Thank you for informing me I need to improve myself in so many ways. I think having given it careful consideration, yep, i'll stay single. You have missed considering the big one. Marriage is a funeral with a cake for men, and a pension plan for a woman. Until seeing this video, I actually felt pretty good about myself, now I feel even better about my life choices. I shall keep all I have worked hard to achieve and enjoy my secure life, not likely to be decimated by a totally together woman, who suddenly decides to trash my life.
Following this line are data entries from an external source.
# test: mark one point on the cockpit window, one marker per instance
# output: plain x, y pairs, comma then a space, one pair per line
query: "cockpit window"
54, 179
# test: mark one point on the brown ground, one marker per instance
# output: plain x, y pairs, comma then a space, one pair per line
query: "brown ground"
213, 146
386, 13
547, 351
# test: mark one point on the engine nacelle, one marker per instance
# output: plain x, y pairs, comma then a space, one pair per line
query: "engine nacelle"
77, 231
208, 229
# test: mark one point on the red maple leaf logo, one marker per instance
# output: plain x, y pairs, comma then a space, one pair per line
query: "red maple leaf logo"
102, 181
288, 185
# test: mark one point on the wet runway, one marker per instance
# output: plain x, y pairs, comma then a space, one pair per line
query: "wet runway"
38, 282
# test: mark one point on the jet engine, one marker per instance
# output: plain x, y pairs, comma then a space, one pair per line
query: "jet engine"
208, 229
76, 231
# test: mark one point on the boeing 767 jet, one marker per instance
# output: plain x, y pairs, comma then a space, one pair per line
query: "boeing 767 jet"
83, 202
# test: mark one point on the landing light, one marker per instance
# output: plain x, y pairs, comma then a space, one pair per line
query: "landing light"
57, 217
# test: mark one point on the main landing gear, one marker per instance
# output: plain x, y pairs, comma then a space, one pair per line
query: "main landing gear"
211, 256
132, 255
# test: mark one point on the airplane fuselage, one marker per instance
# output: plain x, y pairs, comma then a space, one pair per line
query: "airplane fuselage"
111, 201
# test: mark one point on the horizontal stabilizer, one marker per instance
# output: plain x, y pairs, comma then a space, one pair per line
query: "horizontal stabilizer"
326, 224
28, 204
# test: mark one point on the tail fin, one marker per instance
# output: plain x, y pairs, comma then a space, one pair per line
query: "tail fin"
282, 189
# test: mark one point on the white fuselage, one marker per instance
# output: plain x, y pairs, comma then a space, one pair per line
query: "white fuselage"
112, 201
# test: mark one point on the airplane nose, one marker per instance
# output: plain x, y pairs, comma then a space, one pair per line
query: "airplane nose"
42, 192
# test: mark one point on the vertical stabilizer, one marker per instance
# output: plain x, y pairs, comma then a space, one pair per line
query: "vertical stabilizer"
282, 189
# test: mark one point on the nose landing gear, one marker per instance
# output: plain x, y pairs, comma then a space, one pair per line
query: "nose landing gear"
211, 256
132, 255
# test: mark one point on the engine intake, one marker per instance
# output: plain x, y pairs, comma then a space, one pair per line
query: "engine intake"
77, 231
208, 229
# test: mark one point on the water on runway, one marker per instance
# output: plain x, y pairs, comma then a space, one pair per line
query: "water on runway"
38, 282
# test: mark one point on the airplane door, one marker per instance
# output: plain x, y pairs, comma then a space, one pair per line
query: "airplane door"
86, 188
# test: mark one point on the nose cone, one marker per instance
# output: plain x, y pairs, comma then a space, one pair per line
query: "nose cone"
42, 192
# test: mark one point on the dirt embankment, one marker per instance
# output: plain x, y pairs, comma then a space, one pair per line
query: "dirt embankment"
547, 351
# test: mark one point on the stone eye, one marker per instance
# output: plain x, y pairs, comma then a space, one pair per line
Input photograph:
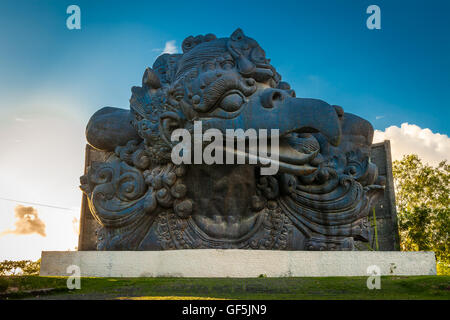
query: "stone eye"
227, 65
232, 102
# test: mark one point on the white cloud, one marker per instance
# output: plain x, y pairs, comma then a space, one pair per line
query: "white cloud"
410, 138
170, 47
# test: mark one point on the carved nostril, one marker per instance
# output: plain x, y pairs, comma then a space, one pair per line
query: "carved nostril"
250, 82
277, 96
271, 97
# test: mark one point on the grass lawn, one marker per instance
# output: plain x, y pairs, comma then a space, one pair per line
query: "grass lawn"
414, 287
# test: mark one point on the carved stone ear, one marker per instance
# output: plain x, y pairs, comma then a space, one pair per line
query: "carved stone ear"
168, 122
151, 79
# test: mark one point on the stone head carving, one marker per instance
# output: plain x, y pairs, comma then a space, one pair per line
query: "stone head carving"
318, 200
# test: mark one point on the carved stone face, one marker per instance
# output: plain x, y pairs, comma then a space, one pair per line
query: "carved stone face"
228, 83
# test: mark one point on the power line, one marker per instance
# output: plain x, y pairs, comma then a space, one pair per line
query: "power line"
38, 204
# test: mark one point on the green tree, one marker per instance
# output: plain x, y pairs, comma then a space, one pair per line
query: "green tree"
423, 207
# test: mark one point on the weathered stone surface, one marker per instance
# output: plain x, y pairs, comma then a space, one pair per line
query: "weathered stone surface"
236, 263
319, 200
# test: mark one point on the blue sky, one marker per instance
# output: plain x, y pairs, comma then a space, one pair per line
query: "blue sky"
398, 74
53, 79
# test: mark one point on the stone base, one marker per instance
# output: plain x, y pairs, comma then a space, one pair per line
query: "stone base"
236, 263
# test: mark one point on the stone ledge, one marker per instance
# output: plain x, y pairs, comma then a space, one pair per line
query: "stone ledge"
236, 263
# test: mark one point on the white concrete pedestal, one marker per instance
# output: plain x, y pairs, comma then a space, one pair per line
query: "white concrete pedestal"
236, 263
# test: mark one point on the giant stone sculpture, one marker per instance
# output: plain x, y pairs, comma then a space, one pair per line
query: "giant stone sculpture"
319, 199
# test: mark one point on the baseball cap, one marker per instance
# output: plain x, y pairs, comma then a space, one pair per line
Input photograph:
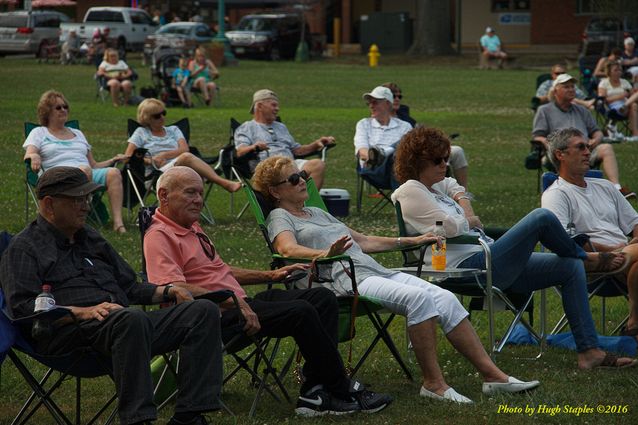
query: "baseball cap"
562, 79
261, 95
66, 181
380, 93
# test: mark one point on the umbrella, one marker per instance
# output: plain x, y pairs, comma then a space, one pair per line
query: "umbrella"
52, 3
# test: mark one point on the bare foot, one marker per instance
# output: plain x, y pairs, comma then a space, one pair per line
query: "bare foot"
605, 262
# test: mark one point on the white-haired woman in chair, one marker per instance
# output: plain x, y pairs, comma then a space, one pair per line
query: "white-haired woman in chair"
53, 144
167, 145
427, 196
302, 232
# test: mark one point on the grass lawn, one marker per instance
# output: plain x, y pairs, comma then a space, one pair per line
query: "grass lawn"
488, 108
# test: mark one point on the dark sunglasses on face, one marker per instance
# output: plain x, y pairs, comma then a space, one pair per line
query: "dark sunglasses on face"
294, 179
580, 146
207, 245
159, 115
439, 160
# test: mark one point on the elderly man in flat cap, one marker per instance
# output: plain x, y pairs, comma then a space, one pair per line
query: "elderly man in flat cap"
265, 136
89, 278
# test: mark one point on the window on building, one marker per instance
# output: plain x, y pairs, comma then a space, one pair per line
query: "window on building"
510, 5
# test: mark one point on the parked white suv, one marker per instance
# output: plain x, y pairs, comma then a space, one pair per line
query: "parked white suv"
24, 33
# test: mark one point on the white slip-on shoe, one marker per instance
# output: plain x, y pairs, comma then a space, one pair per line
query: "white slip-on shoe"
512, 385
449, 395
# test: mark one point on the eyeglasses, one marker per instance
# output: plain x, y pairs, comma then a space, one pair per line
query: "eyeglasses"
207, 245
159, 115
79, 201
294, 179
580, 146
439, 160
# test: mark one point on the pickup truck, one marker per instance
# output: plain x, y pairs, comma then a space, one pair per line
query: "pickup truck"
128, 26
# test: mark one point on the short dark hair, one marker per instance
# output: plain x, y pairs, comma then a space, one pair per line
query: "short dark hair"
417, 146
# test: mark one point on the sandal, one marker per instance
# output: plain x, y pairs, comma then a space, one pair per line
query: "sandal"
611, 362
604, 265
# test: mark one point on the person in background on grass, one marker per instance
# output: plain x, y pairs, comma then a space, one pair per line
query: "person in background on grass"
181, 82
167, 145
202, 73
301, 232
179, 253
89, 277
265, 136
491, 45
592, 206
458, 162
562, 113
117, 75
427, 196
53, 145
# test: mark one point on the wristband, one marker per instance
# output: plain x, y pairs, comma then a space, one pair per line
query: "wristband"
165, 294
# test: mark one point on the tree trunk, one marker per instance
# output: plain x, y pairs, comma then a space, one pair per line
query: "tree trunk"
432, 33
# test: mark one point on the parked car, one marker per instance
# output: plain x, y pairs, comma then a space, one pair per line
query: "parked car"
183, 36
128, 26
21, 33
270, 36
604, 33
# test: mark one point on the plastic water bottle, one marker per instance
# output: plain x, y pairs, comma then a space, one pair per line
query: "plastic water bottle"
439, 250
42, 328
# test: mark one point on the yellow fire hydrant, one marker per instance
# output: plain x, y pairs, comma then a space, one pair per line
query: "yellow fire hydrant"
373, 56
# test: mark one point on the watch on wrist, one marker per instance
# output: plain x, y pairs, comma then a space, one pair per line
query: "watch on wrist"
165, 295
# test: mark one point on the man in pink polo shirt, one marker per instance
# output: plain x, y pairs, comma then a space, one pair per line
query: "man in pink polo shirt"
179, 253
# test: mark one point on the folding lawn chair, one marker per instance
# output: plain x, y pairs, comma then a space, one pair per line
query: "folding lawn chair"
261, 351
603, 287
98, 215
78, 364
478, 284
350, 307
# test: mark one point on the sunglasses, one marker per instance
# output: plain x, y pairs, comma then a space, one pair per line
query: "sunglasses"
580, 146
159, 115
294, 179
439, 160
207, 245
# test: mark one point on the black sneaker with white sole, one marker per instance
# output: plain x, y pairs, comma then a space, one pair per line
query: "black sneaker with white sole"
318, 402
369, 402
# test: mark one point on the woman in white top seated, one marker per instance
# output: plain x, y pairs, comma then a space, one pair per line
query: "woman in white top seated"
167, 145
117, 75
53, 145
427, 196
618, 94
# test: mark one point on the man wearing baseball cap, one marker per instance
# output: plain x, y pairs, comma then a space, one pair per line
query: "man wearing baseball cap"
264, 136
376, 137
561, 113
88, 277
491, 45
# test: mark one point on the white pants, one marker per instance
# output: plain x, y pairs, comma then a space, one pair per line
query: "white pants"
414, 298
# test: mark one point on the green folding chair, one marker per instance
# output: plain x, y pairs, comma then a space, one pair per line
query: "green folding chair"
352, 306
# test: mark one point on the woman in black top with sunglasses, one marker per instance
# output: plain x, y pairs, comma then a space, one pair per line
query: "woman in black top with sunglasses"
167, 145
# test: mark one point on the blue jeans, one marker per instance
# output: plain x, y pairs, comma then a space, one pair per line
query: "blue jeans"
517, 268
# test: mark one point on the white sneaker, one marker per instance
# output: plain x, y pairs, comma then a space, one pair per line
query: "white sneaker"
512, 385
449, 395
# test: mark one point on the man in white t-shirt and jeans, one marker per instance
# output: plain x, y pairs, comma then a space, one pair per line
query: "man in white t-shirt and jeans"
594, 207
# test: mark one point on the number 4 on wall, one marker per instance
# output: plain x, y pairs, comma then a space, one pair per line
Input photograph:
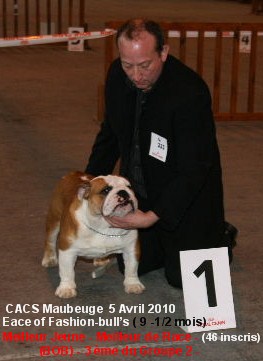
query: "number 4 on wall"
207, 289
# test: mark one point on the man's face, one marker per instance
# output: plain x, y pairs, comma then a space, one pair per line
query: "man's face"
140, 60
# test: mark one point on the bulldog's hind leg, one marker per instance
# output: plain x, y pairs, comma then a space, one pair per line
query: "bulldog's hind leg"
67, 286
50, 258
131, 282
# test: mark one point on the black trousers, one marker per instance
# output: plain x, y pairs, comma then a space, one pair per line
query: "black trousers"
161, 248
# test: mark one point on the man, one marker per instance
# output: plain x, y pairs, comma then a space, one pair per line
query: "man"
159, 122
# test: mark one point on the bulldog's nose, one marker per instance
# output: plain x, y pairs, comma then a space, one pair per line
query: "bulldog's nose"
123, 194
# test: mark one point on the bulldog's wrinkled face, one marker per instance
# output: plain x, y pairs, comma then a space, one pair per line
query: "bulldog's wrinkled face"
111, 196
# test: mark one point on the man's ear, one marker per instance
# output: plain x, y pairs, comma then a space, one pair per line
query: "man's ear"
83, 191
164, 52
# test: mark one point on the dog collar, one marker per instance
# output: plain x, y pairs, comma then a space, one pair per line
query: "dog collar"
105, 234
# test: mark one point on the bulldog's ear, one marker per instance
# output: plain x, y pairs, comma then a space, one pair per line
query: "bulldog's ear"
83, 191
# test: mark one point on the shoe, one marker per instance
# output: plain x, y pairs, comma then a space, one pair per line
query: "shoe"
231, 233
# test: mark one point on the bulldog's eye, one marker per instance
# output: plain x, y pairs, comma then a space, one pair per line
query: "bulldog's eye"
106, 190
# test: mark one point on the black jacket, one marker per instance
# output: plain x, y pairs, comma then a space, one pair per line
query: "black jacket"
185, 191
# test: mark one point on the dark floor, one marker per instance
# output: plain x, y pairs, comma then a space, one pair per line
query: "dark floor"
47, 126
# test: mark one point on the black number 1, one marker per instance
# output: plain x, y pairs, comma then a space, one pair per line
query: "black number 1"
207, 268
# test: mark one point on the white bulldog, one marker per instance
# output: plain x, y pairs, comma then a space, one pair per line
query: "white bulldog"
76, 219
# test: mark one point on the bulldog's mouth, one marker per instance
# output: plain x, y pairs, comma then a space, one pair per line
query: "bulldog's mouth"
124, 204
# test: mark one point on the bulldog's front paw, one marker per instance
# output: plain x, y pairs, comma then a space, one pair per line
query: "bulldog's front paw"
136, 288
49, 260
66, 291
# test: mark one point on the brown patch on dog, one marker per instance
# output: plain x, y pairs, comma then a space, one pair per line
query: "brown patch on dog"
63, 206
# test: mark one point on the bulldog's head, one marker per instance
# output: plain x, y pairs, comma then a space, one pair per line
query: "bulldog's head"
110, 196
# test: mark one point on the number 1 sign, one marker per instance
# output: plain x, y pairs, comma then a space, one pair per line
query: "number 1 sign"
207, 289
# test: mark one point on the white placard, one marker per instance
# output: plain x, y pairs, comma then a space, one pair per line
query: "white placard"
207, 289
159, 147
245, 42
78, 44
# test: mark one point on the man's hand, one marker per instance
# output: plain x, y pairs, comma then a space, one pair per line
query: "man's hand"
137, 219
A male who has been soured on females because of poor treatment or trauma is not likely to change with self reflection or therapy. Both my doctor and counselor have come to the conclusion that I will never heal as long as every female I meet is a toxic person. After attempting to have positive interactions with girls my age and being mistreated yet again which just made my PTSD and fear of females worse I have just plain stopped interacting with females in person and never will again. One more terrifying interaction will without a doubt kill me.
I'm sorry you had to go through that pain. Some people might say that's karma to meet multiple toxic people consecutively after healing, but tbh it seems very common. I get nervous even thinking about it. I'd probably attempt it, but if I have even an ounce of bad mental health I've never dealt with before in a relationship, I'm not taking my chances on damaging it. I see this as a valuable lesson for guys to never push your sanity any further. You'll go insane.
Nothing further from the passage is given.